In 1838 Duma appeared, in which Lèrmontov gave to the world his view of his contemporaries: it was the severest indictment imaginable, far saner and truer than Byron's, not of the great Russian nation of course, but of the shallow side of that human nature to which he had allied himself. How clear he was of the shortcomings of that lot of people to which he himself, at least outwardly, belonged, and how deeply it hurt him is proved by the exquisite precision with which he exercised his lancet of lampoon.
It is in form a perfect example of his rhymed and scanned prose as it were—that is, not a single word would have to be altered or shifted if you wanted to write it out in prose. It is the work not of a superficial satirist, but of a deep and profound thinker, of a Shelley rather than a Byron.

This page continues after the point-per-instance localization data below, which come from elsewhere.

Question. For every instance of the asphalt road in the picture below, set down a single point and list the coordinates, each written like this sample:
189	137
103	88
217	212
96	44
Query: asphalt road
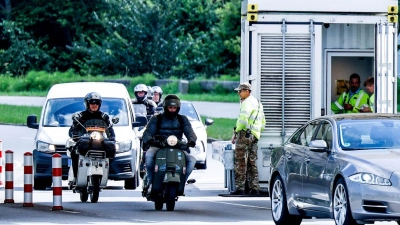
210	109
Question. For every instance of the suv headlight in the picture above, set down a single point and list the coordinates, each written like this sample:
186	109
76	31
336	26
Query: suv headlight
45	147
124	146
369	178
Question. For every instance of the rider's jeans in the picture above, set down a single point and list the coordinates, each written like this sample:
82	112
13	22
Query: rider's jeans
190	163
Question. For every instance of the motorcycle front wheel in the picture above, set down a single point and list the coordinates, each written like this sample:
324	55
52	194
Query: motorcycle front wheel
94	195
171	197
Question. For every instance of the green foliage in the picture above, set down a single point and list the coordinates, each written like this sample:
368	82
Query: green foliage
185	38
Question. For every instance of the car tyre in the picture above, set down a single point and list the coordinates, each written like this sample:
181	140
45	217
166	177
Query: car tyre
341	205
279	210
131	183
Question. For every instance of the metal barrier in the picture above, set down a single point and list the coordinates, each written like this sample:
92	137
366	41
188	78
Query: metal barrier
9	188
57	182
28	179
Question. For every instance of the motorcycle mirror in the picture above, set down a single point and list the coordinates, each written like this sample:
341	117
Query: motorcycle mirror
115	120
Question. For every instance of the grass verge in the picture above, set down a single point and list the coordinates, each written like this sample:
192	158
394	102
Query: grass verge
13	114
231	97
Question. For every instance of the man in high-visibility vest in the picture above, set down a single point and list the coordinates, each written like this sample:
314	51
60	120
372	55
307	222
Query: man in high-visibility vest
369	84
352	100
247	132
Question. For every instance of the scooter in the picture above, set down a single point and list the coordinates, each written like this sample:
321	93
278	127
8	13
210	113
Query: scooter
169	173
95	151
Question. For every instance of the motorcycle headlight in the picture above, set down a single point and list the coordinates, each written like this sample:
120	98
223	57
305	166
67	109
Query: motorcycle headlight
172	140
45	147
369	178
96	135
123	146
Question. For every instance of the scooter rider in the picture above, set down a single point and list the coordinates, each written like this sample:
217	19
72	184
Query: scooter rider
93	102
157	96
141	98
172	123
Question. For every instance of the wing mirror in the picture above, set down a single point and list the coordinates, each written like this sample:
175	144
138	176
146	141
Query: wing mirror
318	146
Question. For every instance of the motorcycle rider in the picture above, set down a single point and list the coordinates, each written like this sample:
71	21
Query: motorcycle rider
150	93
141	98
92	102
172	123
157	96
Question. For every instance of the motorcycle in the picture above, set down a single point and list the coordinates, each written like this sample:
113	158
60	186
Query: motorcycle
169	173
94	150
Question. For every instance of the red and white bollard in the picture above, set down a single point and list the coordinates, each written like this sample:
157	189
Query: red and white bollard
57	182
1	164
9	190
28	179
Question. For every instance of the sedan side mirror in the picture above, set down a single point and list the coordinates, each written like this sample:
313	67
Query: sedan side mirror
318	146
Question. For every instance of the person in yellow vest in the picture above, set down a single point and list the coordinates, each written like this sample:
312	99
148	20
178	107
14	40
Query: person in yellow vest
352	100
369	84
247	132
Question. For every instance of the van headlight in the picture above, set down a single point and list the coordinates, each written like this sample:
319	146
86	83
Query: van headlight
123	146
45	147
369	178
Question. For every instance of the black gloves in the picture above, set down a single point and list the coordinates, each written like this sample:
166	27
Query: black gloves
191	144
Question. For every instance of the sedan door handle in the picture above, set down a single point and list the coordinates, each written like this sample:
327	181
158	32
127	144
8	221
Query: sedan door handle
288	155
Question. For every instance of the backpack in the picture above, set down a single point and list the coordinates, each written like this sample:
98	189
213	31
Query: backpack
159	120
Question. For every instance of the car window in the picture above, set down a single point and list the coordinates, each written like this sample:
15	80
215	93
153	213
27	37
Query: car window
304	136
188	110
58	112
369	134
325	133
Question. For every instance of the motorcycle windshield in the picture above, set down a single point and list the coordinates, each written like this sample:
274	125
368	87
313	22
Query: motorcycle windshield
93	123
58	112
140	110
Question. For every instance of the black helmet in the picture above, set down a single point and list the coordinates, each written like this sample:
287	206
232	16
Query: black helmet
172	100
150	93
93	97
140	87
158	90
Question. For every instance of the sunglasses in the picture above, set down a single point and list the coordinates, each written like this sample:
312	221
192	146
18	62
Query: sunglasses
94	102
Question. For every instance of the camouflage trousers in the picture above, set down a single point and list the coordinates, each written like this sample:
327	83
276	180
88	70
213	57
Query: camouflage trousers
245	162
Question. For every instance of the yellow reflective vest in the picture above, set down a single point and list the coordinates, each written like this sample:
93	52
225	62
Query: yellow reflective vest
357	100
251	116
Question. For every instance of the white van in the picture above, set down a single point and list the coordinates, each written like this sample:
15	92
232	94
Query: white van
62	101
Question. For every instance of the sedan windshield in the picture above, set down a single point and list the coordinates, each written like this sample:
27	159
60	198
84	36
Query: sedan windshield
58	112
369	134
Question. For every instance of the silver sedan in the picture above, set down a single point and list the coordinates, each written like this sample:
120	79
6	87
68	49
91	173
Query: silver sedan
345	167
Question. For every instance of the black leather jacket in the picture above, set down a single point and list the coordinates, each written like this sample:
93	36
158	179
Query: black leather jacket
77	129
169	127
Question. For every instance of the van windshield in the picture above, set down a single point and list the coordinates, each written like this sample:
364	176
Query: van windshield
58	112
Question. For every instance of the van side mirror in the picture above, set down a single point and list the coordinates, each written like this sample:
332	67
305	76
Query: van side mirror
115	120
209	122
31	122
140	121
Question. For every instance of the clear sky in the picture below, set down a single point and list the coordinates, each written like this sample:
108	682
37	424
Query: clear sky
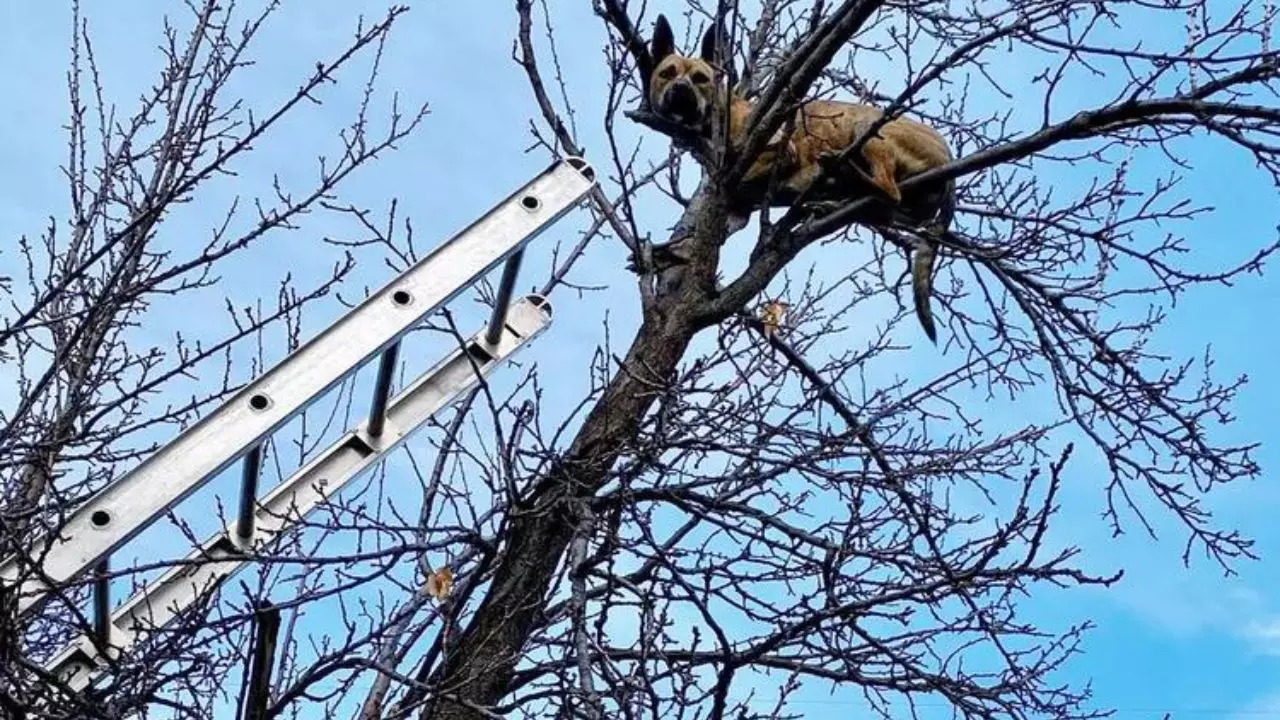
1168	639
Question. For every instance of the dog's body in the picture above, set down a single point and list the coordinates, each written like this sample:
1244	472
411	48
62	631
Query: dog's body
804	163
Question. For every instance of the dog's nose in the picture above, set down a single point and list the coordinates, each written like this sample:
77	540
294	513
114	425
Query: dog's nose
681	101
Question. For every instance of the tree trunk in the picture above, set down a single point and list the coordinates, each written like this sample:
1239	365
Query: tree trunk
483	659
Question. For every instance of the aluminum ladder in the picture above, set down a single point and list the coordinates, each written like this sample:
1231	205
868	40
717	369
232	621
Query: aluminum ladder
238	428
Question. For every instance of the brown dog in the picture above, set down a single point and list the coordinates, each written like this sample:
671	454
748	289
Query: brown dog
808	159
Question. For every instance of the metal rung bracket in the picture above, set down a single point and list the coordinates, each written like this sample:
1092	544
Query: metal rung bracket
123	509
163	600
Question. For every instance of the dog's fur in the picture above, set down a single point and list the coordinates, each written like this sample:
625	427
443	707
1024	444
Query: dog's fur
686	90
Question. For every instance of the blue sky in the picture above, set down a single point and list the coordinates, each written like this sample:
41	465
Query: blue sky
1188	642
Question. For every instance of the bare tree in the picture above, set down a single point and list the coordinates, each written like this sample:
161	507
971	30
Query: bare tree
732	505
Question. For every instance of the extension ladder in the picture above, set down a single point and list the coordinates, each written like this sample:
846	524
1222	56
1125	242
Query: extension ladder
238	428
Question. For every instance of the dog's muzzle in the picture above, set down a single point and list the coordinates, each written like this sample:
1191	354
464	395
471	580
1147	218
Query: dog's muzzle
680	101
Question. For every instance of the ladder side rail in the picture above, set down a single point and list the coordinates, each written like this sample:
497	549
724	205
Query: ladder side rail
124	507
156	604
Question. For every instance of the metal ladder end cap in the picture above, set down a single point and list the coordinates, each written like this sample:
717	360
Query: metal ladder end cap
542	302
581	165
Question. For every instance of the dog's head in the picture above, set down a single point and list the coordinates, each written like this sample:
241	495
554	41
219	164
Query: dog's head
681	89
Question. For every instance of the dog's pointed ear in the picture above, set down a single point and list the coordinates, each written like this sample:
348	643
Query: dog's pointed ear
712	41
663	40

In 1840 he was challenged to a duel by a son of the French ambassador, in which Lèrmontov fired his shot in the air and received himself a slight scratch. For this he was again arrested and banished as before to the Caucasus. This, the last year of his life, he spent at Patigorsk, a town forming the centre of a fashionable healing-springs district, at the foot of a mountain range. Here he wrote his only novel in prose, The Hero of Our Times, as great a piece of artistry as anything that he did in poetry. It is the first psychological novel in Russia. The hero, Pechorin by name, was undoubtedly Lèrmontov himself, although he said, and quite probably thought, that he was merely creating a type.

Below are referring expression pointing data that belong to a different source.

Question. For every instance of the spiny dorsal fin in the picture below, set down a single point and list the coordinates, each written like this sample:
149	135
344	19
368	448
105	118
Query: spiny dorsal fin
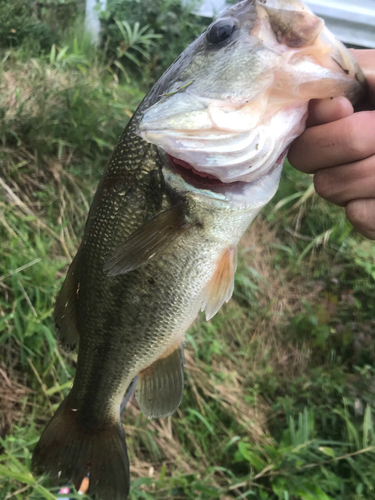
161	386
149	241
220	287
65	315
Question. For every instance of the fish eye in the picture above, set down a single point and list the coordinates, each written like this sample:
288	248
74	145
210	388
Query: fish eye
221	31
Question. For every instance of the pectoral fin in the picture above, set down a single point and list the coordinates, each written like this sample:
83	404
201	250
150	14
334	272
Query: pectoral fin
220	288
161	386
149	241
64	315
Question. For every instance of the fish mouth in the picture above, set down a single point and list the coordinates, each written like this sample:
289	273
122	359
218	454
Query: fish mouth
196	178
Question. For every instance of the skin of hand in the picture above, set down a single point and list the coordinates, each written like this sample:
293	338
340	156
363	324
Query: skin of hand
338	147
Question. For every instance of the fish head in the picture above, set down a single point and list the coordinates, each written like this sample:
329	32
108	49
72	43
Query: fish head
231	104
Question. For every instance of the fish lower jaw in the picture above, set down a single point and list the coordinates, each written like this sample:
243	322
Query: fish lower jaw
197	178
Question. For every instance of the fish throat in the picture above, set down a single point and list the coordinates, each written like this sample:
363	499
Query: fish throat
192	176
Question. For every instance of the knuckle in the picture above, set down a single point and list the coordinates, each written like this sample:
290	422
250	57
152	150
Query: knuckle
352	139
322	184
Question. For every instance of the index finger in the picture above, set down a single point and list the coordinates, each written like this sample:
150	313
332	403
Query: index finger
328	110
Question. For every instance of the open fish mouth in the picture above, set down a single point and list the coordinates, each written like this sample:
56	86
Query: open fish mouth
239	95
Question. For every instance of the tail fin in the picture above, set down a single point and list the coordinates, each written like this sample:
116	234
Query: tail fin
68	451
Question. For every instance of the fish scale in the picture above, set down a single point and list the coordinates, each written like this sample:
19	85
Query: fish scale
160	239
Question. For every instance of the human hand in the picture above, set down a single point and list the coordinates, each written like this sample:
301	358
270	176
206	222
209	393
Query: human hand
339	148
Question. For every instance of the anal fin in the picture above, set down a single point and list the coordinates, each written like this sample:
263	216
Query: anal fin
148	241
220	287
161	386
65	316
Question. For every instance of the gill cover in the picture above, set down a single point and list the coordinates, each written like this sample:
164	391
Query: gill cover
237	97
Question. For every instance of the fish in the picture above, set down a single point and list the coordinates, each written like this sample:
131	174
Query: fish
200	158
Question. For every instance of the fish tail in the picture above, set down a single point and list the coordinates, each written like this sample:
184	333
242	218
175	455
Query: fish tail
70	452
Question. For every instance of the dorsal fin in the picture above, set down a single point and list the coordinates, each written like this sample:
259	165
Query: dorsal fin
220	287
149	241
161	386
65	315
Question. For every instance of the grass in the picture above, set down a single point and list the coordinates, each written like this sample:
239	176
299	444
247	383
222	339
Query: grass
279	400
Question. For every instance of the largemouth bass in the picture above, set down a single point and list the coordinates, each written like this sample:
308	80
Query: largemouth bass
200	158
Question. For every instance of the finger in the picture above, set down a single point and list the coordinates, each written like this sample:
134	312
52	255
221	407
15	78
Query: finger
361	213
344	183
347	140
366	60
328	110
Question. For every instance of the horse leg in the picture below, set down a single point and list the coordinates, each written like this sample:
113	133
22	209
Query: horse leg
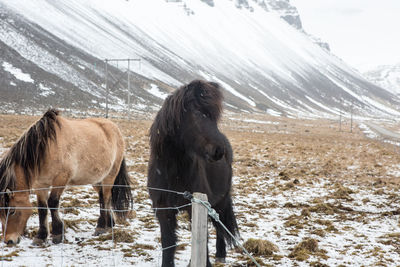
42	234
57	225
167	220
105	220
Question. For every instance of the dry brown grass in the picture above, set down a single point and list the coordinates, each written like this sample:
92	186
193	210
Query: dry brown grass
272	160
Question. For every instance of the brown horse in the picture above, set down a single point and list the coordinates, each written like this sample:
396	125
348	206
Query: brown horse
55	152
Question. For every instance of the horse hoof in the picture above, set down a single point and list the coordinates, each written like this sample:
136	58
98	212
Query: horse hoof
220	260
100	231
57	239
38	242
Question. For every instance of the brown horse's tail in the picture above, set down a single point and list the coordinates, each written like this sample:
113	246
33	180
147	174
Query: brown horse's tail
121	196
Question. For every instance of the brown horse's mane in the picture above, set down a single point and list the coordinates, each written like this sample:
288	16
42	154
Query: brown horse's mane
197	95
28	153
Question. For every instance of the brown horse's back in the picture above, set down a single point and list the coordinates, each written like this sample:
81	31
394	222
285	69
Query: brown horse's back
85	152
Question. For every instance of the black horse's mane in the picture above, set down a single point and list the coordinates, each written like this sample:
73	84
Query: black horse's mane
28	153
203	96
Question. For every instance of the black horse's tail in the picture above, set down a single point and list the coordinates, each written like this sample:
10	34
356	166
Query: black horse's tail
121	196
227	217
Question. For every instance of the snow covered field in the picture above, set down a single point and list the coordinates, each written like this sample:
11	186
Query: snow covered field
294	180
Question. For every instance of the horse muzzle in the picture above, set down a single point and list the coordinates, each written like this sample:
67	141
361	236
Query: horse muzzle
12	241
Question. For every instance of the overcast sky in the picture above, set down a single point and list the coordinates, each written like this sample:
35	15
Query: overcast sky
364	33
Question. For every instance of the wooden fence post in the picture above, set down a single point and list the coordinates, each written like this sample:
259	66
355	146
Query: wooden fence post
199	232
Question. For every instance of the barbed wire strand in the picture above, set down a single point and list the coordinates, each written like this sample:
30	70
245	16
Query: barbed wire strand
80	186
4	239
112	236
62	243
206	204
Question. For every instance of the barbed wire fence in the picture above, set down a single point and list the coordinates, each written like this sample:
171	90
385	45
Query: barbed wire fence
211	212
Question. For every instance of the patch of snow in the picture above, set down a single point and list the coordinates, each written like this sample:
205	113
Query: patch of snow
18	74
45	91
154	90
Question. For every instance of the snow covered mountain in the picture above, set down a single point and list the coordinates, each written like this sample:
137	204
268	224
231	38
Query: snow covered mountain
263	63
387	77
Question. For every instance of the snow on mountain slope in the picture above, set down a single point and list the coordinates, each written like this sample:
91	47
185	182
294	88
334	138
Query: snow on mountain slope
388	77
263	63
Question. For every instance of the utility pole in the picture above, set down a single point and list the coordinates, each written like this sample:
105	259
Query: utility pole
129	91
117	60
351	117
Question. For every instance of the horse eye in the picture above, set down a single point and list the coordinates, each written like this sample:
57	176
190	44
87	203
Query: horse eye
11	211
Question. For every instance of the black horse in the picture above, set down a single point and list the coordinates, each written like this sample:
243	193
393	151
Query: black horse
189	153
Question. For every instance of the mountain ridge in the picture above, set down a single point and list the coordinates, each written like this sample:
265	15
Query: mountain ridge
282	72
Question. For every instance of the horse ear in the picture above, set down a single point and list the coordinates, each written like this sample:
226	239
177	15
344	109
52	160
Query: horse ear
9	193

This Pechorin is an officer in the Caucasus, who analyses his own character, and lays bare his weaknesses, follies and faults with extreme candour and frankness. "I am incapable of friendship," he says. "Of two friends, one is always the slave of the other, although often neither of them will admit it: I cannot be a slave, and to be a master is a tiring business."
Or again: "I have an innate passion for contradiction ... the presence of enthusiasm turns me to ice, and intercourse with a phlegmatic temperament would turn me into a passionate dreamer."
On the eve of fighting a duel he writes:
"If I die it will not be a great loss to the world, and as for me, I am sufficiently tired of life. I am like a man yawning at a ball, who does not go home to bed because the carriage is not there, but as soon as the carriage is there, Good-bye! I review my past and I ask myself, Why have I lived? Why was I born? And I think there was a reason, and I think I was called to high things, for I feel in my soul the presence of vast powers: but I did not divine my high calling: I gave myself up to the allurement of shallow and ignoble passions: I emerged from their furnace as hard and as cold as iron, but I had lost for ever the ardour of noble aspirations, the flower of life. And since then how often have I played the part of the axe in the hands of fate. Like the weapon of the Executioner I have fallen on the necks of the victims, often without malice, always without pity. My love has never brought happiness, because I have never in the slightest degree sacrificed myself for those whom I loved. I loved for my own sake, for my own pleasure.... And if I die I shall not leave behind me one soul who understood me. Some think I am better, others that I am worse than I am. Some will say he was a good fellow: others he was a blackguard."
From this it may be easily seen that Lèrmontov must have been a most trying companion. He had an impossible temperament, proud, exasperated, filled with a savage amour-propre: he took a childish delight in annoying: he was envious of that which was least enviable in his contemporaries. When he could not make himself successful—that is, felt—by pleasant, he would choose unpleasant means, and yet in spite of all this he was warmhearted, thirsting for love and kindness and capable of giving himself up to love—if he chose.
During the course of this second banishment he took an active part in the fighting with the Circassian tribes, showing striking courage combined with perfect modesty.
This experience was the direct inspiration of Valèrik, one of the most beautiful of his long poems on the Caucasus.